If the objective is to predict a continuous curve like porosity or permeability SOM is not the best machine Learning technique to apply. In that case Deep Neural Network is a better methodology and that will be the subject of a coming article from us.

The above conclusions are equally important whether the reservoir under evaluation is an oil & gas reservoir or a geothermal reservoir – the task is the same.
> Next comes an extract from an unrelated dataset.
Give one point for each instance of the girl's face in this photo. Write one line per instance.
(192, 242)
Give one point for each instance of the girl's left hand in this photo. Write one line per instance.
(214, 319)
The next step in our work in this field will be to establish a model based on the toroidal map geometry to find out if a model can be established with even better predictive abilities. We will – in a not too far future – revert with a similar article covering the results of that analysis.

In addition, we will soon come out with an article sharing our results applying SOM to the Hydraulic Flow Units (HFU’s) established from core data for these sands in these two wells. Again, SOM is showing to be a very powerful tool in predicting the HFU’s away from intervals covered by core.